Strategic Developer: Why Microsoft should open XAML

08.08.2006
Our marketing-driven and future-oriented IT industry doesn't like to remember its own history. It's surprisingly hard to recover the historical context of current events. Happily, though, there's one developer-oriented Microsoft online property with a memory. Channel 9 (http://channel9.msdn.com/), the video/podcast/screencast guerilla arm of the Microsoft Developer Network (MSDN), has been active since March 2004, and so far, what's posted to Channel 9 stays on Channel 9. That's how I found this wonderful juxtaposition:

Exhibit A: "Avalon, and Longhorn in general, is Microsoft's stake in the ground saying that we believe power on your desktop locally, sitting there doing cool stuff, is here to stay." -- Joe Beda, Microsoft's lead developer for Avalon, April 2004 (http://www.infoworld.com/4365). Source: Channel 9.

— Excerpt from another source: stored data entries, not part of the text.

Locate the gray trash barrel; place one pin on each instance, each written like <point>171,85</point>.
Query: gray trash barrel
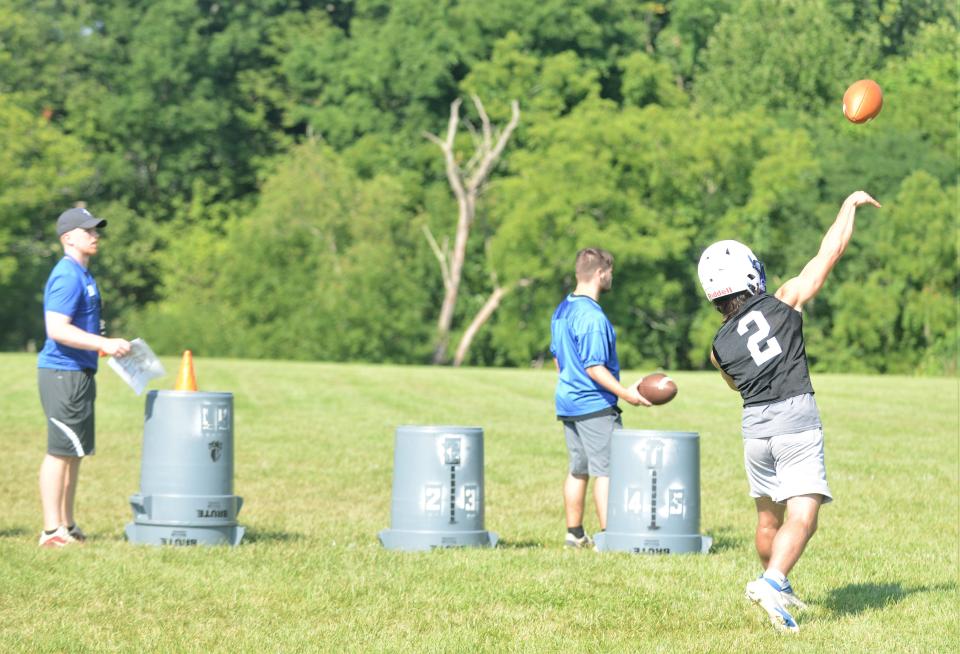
<point>654,505</point>
<point>437,489</point>
<point>186,474</point>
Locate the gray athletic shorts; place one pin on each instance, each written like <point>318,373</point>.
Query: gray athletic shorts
<point>588,444</point>
<point>784,466</point>
<point>67,397</point>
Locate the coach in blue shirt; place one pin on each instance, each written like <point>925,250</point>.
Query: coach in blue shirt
<point>66,368</point>
<point>584,347</point>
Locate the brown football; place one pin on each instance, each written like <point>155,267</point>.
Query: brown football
<point>658,388</point>
<point>862,101</point>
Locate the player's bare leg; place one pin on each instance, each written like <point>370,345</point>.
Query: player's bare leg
<point>792,538</point>
<point>574,499</point>
<point>769,521</point>
<point>574,496</point>
<point>601,494</point>
<point>71,475</point>
<point>53,472</point>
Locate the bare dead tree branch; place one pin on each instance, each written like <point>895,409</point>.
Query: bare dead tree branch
<point>479,176</point>
<point>480,165</point>
<point>483,315</point>
<point>440,254</point>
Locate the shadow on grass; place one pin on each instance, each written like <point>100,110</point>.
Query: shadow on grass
<point>856,598</point>
<point>727,538</point>
<point>13,532</point>
<point>507,544</point>
<point>270,536</point>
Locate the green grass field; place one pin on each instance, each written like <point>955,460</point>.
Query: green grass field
<point>314,456</point>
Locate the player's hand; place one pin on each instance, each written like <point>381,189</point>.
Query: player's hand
<point>116,347</point>
<point>633,396</point>
<point>860,198</point>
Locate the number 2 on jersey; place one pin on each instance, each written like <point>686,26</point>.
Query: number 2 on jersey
<point>771,347</point>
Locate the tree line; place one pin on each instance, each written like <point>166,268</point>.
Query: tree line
<point>280,178</point>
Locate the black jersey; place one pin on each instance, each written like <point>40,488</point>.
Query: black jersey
<point>761,347</point>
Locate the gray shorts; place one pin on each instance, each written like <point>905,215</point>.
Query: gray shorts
<point>68,397</point>
<point>588,444</point>
<point>785,466</point>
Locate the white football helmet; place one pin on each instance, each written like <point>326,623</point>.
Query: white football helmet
<point>728,267</point>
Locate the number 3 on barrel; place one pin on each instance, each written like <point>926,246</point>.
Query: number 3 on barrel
<point>771,347</point>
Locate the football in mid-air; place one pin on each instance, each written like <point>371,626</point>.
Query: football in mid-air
<point>862,101</point>
<point>658,388</point>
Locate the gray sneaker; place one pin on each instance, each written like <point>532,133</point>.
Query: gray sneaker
<point>578,543</point>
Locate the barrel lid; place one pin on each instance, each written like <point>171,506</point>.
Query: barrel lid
<point>654,433</point>
<point>205,395</point>
<point>438,429</point>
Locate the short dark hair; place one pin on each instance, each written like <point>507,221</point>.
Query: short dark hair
<point>590,260</point>
<point>729,305</point>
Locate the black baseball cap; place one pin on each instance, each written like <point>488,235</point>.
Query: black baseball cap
<point>77,217</point>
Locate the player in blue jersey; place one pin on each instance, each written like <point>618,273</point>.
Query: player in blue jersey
<point>66,368</point>
<point>760,352</point>
<point>584,348</point>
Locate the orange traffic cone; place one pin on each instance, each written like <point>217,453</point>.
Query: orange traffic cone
<point>187,379</point>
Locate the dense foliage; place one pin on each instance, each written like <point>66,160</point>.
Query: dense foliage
<point>265,173</point>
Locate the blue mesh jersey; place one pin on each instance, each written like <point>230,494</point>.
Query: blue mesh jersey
<point>71,291</point>
<point>581,337</point>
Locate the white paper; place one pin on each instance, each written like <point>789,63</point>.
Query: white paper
<point>139,366</point>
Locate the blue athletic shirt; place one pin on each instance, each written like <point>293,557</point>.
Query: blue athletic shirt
<point>71,291</point>
<point>581,337</point>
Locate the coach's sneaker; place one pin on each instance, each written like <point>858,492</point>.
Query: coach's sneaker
<point>578,543</point>
<point>76,534</point>
<point>766,594</point>
<point>59,538</point>
<point>789,598</point>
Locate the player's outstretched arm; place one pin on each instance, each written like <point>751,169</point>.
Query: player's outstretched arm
<point>605,378</point>
<point>801,289</point>
<point>727,378</point>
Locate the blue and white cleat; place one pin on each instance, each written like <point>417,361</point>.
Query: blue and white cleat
<point>790,599</point>
<point>767,595</point>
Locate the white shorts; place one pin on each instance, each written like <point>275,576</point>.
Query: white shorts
<point>785,466</point>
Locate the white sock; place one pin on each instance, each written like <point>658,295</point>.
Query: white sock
<point>775,575</point>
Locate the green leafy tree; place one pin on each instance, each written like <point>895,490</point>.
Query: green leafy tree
<point>784,56</point>
<point>42,173</point>
<point>326,267</point>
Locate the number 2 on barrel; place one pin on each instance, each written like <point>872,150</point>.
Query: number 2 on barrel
<point>771,345</point>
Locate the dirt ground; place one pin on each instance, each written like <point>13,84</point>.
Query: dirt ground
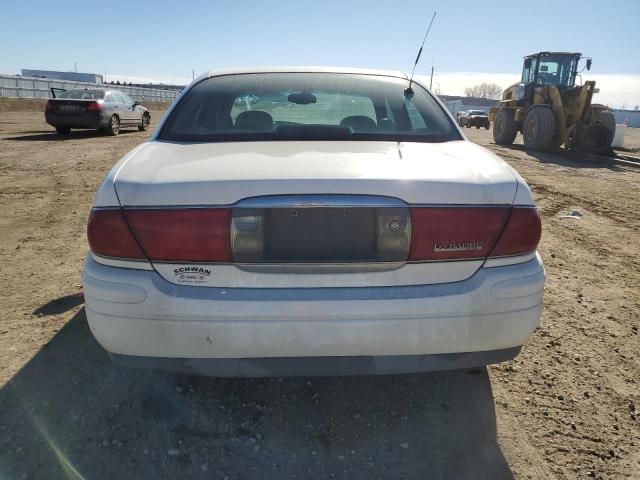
<point>567,407</point>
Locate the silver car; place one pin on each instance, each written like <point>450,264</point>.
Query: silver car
<point>106,110</point>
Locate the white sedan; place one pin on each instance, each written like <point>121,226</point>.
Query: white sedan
<point>311,221</point>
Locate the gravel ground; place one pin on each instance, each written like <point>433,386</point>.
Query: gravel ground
<point>567,407</point>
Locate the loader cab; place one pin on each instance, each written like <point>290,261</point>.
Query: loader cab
<point>551,68</point>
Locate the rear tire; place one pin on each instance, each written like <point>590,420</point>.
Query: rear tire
<point>607,120</point>
<point>145,123</point>
<point>594,138</point>
<point>114,125</point>
<point>504,127</point>
<point>538,128</point>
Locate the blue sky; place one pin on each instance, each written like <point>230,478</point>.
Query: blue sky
<point>167,39</point>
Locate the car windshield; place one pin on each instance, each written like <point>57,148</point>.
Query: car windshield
<point>306,106</point>
<point>82,94</point>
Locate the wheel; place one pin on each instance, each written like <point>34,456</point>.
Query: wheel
<point>538,128</point>
<point>114,125</point>
<point>556,142</point>
<point>594,138</point>
<point>504,127</point>
<point>145,123</point>
<point>607,120</point>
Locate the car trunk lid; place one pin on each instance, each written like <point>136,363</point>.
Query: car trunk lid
<point>315,214</point>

Exhibit B: "A 5+ year ship cycle for a project can't be seen as anything but a sign that something is horribly wrong. When I was on Avalon we kept talking about building an API for the next 10 years. Apparently, when Avalon ships there will be 5 years left on that clock." -- Joe Beda, Google engineer, August 2006 (http://www.infoworld.com/4366). Source: Joe Beda's EightyPercent.net.

In his recent blog entry, Beda goes on to accept partial blame for the excruciatingly slow progress of the Windows Presentation Foundation, Avalon. The idea, he admits, was to "go big" and "build something only Microsoft can build." (At one point in the Channel 9 video the interviewer asks Beda how many programmers were assigned to Avalon. Tellingly, he declines to answer.)

With 20/20 hindsight, Beda wishes things had been done differently: a smaller team, incremental releases. And he holds out some hope for the awkwardly named Windows Presentation Foundation/Everywhere (WPF/E), the lightweight, portable, .Net-based "Flash killer," that I discussed in my interview with Bill Gates (http://www.infoworld.com/3274) from the 2005 Professional Developers Conference.

The WPF/E runtime won't implement all of XAML (XML Application Markup Language), a .Net language tuned for declarative application layout. But "the portion of XAML we've picked," Gates told me, "will be everywhere, absolutely everywhere, and it has to be."